Hello, I am trying to optimize a custom variant for a recurrent layer. I made my initial implementation in Python with PyTorch and now I am reimplementing it with the C++ frontend, hoping that I can get some speed improvements when wrapping the C++ implementation inside torch.autograd.Function
. So far without success.
I found that the overhead results from preparing / packing some intermediate results for the backward pass. Without such steps, my C++ code runs about 10% faster than my PyTorch implementation in Python. Now, I am wondering what are some best practices that I could apply to avoid such overheads? For now, I am only working on the CPU, before moving forward with a GPU implementation.
In a first attempt I used std::vectors to keep track of the results, and at the end of my forward pass I used torch::stack
or torch::cat
to combine them to a single tensor. Since this is a lot of copying it is no surprise to me that C++ version is slower than the one in Python.

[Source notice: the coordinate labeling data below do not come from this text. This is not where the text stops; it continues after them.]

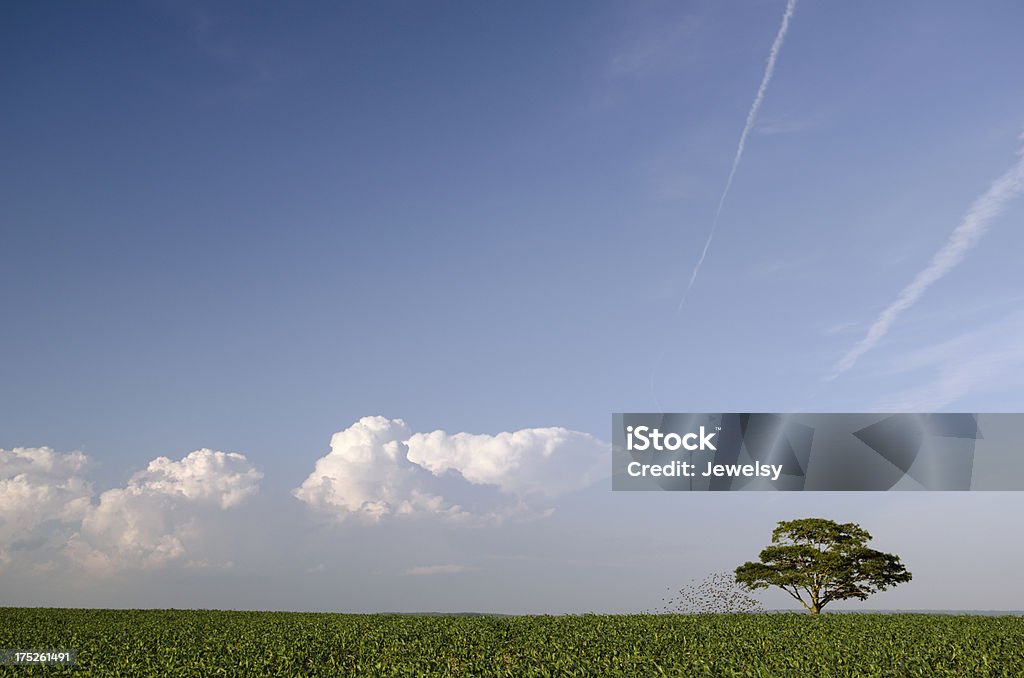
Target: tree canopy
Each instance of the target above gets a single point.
(818, 561)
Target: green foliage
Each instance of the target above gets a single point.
(228, 643)
(822, 561)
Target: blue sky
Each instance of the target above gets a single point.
(245, 227)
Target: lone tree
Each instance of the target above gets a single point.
(824, 561)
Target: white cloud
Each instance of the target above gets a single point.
(162, 511)
(378, 468)
(531, 461)
(367, 474)
(420, 570)
(41, 492)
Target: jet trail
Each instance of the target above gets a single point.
(989, 206)
(751, 119)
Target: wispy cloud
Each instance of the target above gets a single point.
(421, 570)
(986, 208)
(785, 125)
(655, 47)
(752, 117)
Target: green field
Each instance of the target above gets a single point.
(226, 643)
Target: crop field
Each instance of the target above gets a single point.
(229, 643)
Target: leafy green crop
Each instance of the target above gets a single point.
(231, 643)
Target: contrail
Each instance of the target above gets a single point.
(989, 206)
(751, 119)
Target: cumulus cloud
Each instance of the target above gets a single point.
(41, 493)
(378, 468)
(153, 520)
(368, 474)
(532, 461)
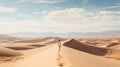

Next, I thought it would be a good idea to pre-allocate one big tensor to cache all my intermediate results. Below is a very basic layout that illustrates my attempt:
std::vector<torch::Tensor> forward_pass(torch::Tensor input, torch::Tensor weights, torch::Tensor state)
{
auto intermediate_results = torch::empty( { 5, input.size(0), input.size(1), state.size(1), state.size(2), state.size(3) });
// Iterate over each time step
for (int t = 0; t < input.size(1); ++t)
{
intermediate_results.index_put_({0, t, Slice(), Slice(), Slice(), Slice()}, /* some data tensor for the first result */);
// ...
}
return { output, new_state, intermediate_results };
}
I was hoping that I could avoid copying and merging my tensors by pointing directly to a pre-allocated memory tensor, but I guess I was a bit naive here. I wanted to start this thread asking for some tipps and tricks, and sharing some of your experiences on how to tackle problems like these. Maybe it isn’t even a good idea to pack the results into a single tensor in the first place… but I would be happy for any suggestions or ideas.